I can reproduce this issues with it example. Sometimes it crashed or stucked or worked without problems.

Hi smarttowel0,
Your case runs VisionWorks + OpenCV + gstreamer. Can it be done by VisionWorks + gstreamer or OpenCV + gstreamer? It can be possible to see contraction in running VisioWorks + OpenCV.

Hi smarttowel0,
NvBuffer of MM APIs and video/x-raw(memory:NVMM) of gstreamer are different. We do not support NvBuffer in gstreamer on r28.1.

In some cases usage of OpenCV more comfortable than VX. But I use VX for highly optimizated solutions.

I did not fully understand, can I send GpuMat to gstreamer pipeline via appsrc with minimal overhead? If yes, how it possible? Maybe you can provide code sample?

Thanks

hi smarttowel0,
You cannot send GPuMat to gstreamer pipeline via appsrc.

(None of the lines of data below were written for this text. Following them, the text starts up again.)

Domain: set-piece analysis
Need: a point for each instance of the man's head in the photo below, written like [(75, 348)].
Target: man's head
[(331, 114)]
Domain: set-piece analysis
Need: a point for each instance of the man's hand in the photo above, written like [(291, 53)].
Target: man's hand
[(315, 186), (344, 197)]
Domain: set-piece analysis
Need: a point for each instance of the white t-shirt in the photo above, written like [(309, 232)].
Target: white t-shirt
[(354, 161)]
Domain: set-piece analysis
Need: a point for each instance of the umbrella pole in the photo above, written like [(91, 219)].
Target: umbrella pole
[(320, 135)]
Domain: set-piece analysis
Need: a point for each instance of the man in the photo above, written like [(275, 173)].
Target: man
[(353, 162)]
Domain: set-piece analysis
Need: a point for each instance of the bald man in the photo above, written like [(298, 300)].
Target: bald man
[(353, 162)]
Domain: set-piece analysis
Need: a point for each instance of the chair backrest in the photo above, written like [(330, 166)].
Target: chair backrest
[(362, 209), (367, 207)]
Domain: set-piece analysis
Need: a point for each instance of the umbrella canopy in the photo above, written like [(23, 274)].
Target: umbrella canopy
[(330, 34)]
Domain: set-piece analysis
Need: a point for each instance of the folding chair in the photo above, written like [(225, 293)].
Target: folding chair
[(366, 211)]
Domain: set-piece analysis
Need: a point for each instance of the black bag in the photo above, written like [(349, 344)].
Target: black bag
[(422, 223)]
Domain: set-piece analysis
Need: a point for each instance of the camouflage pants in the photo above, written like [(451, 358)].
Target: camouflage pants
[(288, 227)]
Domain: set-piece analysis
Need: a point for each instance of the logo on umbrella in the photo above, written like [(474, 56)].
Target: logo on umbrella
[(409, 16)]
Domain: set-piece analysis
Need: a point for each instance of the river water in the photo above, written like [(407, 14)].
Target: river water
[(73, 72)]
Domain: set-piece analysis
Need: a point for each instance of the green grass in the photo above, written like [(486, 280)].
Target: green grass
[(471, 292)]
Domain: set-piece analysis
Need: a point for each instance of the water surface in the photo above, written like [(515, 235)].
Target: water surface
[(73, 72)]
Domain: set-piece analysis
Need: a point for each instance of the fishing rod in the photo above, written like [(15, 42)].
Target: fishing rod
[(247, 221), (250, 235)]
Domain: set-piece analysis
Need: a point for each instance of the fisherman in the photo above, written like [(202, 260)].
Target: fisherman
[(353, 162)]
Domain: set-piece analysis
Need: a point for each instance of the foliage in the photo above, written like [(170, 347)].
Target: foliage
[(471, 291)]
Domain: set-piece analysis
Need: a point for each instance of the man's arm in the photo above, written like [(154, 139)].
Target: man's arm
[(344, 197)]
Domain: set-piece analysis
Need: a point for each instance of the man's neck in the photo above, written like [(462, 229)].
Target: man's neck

For a full gstreamer pipeline, you can access video/x-raw(memory:NVMM) in nvivafilter as shown in
https://devtalk.nvidia.com/default/topic/1022543/jetson-tx2/gstreamer-nvmm-lt-gt-opencv-gpumat/post/5204389/#5204389

You can also refer to
https://devtalk.nvidia.com/default/topic/1028387/jetson-tx1/gst-encoding-pipeline-with-frame-processing-using-cuda-and-libargus/post/5232036/#5232036
It demonstrates appsrc(Argus + NvVideoEncoder) -> h264parse -> qtmux -> filesink. You can implement appsrc doing NvBuffer + NvVideoEncoder in your case.